On this Coming Out Day, this is my Coming Out story. At least the beginning of it. I shared this on Facebook earlier, and it took 10 years of courage to get to the point to share this story as detailed below.
I’ve shared bits and such of this story on the blog before. Here’s the whole thing.
There wasn’t a National Coming Out Day back when I was a teenager. After years of knowing I was different, I realized in the Spring 1985, specifically during a 4th period Ethics class in Room 113 during my junior year to be exact, that I was fooling no one, including myself.
The desks were arranged in a circle. Somehow the class discussion has circled around to homosexuality. A classmate said, “Well let’s face it, John will have a hard time being gainfully employed…His mannerisms and way of speaking are going to prevent serious employers from hiring him”. As others agreed, friends and other classmates joined the discussion. I sat there as stoic as possible. I realized it was time to admit to myself that the gay was very much fact. The class conversation continued around how hard my life would be, AIDS, and whatever other fear based dialog was being bandied about during the Reagan era. The air around me was suffocating.

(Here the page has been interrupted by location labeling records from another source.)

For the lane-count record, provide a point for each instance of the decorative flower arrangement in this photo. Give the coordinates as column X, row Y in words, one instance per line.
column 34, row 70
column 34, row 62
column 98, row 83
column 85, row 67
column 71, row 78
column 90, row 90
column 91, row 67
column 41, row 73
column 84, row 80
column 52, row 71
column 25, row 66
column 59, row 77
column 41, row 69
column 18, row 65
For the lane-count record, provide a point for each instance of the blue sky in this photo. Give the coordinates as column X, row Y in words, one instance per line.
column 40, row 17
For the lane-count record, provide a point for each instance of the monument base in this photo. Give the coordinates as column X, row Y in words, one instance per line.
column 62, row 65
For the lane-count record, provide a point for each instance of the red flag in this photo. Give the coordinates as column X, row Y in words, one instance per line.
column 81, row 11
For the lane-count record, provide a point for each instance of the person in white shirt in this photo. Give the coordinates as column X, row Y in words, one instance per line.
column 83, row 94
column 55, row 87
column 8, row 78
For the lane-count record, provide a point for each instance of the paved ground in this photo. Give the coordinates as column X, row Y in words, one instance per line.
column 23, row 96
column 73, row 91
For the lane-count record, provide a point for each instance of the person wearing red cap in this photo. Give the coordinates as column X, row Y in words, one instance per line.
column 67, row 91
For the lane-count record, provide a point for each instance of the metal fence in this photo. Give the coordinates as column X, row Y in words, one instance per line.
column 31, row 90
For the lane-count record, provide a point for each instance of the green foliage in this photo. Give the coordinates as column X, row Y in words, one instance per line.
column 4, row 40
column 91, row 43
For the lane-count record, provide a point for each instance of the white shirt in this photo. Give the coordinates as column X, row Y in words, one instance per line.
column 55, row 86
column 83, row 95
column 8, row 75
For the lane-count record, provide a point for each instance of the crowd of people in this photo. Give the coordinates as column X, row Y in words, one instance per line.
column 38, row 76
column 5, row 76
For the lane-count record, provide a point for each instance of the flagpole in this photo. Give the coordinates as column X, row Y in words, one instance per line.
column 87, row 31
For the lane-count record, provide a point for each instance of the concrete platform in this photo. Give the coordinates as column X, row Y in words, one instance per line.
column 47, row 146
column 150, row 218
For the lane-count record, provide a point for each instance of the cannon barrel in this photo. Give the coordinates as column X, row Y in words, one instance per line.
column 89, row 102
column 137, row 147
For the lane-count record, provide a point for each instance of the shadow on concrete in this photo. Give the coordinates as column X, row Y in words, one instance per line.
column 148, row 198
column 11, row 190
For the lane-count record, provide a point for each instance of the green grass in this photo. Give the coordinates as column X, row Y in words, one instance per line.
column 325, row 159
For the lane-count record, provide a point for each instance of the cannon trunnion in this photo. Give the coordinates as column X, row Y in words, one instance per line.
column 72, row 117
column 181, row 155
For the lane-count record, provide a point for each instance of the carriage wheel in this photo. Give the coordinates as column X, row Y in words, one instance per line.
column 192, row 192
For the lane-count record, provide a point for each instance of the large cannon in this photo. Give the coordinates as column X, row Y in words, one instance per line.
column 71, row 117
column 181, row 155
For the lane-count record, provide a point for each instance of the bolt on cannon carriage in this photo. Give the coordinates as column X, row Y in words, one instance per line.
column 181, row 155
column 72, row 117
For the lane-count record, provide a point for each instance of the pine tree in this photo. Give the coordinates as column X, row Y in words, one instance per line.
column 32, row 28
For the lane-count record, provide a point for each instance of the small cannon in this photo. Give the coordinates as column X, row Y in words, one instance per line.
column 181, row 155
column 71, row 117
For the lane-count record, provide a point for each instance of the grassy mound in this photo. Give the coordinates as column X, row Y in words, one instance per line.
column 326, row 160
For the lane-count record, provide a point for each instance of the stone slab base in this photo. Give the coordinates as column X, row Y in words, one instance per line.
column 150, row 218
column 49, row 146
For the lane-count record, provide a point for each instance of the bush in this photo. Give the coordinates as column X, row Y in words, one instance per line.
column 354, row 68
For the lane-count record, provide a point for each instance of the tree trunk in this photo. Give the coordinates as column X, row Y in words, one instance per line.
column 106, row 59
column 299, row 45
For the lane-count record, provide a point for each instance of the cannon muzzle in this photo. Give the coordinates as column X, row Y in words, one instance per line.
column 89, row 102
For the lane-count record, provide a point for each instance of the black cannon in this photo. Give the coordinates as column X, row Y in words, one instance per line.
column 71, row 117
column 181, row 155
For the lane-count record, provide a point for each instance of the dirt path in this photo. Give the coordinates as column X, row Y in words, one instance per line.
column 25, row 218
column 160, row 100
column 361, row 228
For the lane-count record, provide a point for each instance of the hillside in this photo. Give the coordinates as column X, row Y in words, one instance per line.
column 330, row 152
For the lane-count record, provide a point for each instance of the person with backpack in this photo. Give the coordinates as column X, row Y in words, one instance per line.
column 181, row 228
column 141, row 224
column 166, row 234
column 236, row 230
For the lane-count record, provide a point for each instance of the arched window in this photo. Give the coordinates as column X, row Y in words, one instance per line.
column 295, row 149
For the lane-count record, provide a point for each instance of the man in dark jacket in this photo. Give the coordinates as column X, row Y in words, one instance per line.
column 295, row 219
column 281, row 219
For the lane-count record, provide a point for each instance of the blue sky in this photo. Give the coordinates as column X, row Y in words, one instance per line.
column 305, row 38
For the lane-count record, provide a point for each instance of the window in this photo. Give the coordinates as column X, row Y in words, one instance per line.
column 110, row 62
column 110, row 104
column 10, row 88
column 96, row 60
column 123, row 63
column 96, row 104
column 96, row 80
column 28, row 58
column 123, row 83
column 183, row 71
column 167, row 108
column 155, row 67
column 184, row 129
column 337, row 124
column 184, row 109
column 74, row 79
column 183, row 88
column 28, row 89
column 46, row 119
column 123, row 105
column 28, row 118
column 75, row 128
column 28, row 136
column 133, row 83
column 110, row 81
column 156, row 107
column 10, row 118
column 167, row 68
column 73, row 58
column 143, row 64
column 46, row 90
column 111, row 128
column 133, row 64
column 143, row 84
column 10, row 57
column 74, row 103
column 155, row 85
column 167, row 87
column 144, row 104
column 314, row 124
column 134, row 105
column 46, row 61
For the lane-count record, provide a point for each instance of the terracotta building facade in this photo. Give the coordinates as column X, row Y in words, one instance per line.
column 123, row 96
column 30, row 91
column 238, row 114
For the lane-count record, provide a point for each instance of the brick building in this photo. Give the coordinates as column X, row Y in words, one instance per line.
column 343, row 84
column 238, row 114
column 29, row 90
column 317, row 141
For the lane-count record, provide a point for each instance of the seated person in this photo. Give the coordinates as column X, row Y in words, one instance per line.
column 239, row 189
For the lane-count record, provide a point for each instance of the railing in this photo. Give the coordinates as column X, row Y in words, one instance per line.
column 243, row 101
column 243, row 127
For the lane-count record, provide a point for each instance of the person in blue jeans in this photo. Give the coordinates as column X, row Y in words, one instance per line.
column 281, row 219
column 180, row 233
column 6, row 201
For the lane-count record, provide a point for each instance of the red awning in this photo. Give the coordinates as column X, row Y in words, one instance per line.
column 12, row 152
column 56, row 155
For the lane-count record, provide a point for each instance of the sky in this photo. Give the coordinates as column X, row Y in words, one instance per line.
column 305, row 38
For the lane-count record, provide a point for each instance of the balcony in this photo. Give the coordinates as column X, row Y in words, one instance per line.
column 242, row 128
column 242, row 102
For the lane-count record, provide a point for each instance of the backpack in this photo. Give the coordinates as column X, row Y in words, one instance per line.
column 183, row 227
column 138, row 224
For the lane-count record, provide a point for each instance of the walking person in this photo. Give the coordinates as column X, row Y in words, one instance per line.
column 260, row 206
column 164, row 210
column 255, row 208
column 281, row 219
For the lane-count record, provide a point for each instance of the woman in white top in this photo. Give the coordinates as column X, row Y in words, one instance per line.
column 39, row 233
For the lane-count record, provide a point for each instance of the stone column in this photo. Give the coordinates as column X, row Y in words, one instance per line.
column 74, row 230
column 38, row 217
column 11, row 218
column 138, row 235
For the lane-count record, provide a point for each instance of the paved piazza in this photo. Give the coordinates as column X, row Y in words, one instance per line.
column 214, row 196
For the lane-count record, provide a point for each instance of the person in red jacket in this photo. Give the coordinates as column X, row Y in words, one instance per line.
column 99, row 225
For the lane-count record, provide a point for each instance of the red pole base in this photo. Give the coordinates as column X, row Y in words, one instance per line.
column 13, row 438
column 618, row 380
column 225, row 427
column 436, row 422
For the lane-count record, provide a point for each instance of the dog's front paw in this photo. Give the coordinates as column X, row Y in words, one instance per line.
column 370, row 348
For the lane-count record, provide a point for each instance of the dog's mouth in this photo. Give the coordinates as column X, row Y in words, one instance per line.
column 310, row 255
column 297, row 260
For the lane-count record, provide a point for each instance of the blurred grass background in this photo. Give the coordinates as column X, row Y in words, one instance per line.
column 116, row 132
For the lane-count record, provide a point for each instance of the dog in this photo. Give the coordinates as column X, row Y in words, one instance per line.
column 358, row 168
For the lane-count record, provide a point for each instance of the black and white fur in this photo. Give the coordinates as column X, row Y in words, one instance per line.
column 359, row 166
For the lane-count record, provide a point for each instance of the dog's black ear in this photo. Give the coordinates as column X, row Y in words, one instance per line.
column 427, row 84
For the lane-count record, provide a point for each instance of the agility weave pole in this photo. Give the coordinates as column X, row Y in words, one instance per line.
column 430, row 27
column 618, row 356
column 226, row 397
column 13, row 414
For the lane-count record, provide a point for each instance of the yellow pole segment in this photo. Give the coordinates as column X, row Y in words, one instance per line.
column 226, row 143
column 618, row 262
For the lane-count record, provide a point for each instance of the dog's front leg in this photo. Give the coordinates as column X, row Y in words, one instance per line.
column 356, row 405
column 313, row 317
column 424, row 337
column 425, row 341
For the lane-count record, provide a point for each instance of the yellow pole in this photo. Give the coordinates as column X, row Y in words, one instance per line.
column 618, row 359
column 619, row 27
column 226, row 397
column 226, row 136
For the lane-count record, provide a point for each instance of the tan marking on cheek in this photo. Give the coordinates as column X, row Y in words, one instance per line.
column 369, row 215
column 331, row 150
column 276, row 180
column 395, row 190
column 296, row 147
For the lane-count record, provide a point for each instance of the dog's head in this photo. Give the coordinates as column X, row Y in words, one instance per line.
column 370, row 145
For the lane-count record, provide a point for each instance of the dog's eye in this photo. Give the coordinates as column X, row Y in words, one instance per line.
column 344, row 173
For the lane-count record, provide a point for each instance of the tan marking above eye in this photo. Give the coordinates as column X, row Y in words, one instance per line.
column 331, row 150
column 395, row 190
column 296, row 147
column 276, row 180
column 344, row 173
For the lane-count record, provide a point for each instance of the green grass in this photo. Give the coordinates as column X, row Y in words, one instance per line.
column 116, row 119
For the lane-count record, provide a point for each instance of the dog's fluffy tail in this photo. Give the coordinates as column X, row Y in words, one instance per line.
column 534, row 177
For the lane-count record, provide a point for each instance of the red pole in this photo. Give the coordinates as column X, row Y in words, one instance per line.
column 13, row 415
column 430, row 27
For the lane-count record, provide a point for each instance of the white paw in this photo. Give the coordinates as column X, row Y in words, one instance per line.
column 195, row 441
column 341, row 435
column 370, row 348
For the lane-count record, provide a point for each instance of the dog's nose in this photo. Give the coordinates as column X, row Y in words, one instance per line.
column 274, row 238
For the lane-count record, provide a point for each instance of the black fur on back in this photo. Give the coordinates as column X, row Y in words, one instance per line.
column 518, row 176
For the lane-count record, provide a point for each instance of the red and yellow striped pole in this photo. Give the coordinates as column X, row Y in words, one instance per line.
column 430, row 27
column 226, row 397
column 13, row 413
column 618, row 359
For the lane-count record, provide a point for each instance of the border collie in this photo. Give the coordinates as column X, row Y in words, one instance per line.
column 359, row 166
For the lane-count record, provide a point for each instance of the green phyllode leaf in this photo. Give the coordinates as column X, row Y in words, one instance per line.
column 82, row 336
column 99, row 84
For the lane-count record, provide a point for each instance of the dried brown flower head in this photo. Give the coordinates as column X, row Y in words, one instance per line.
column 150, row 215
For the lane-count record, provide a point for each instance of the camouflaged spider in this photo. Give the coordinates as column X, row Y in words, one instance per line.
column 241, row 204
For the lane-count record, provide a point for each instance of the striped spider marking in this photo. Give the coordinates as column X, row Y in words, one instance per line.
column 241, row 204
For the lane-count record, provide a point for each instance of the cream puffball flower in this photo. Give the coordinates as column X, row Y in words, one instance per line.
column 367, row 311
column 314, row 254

After a timespan that lasted forever, the PA speaker in the ceiling chimed an A-flat after the square clock clicked to 11:04, signaling the end of fourth period. Everyone went to lunch. I didn’t move. “Do you want to go into my office for a few minutes?”, asked the teacher, a man I admired. I did and I wasn’t in his office before the tears flowed. My mind was moving at an outrageous RPM, I didn’t know what to do, and all of a sudden another teacher was in the office with me. My head was down; she looked me in the eyes, grabbed my hand and at that moment she talked me off the edge. All the conversation around disease and being destined to a life on the streets had completely derailed me. I don’t know if my thoughts in those moments ravaging my head would have come to fruition, but if they had, I would not be typing this today. That teacher, Karen O’Brien, saved my life that day. I will never forget her words. “You are an asset to this world”, “You are important”, “You need to be you” were among many things she said in those moments. She had compassion.
It would be a year before I told anyone else that I knew I was gay. But someone had just said the right things at the right time when I needed to hear it most and I started to feel the beginnings of accepting myself for me.
When it seems the world is upside down and inside out with so much hate directed at people for just being themselves, someone today is going to allow themselves to “know they’re gay” for the first time in their life. This is why we have National Coming Out day.
Be who you are, because you’re beautiful. And to quote a wise woman, “People – I find them fascinating. I haven’t found one yet that didn’t impress me.”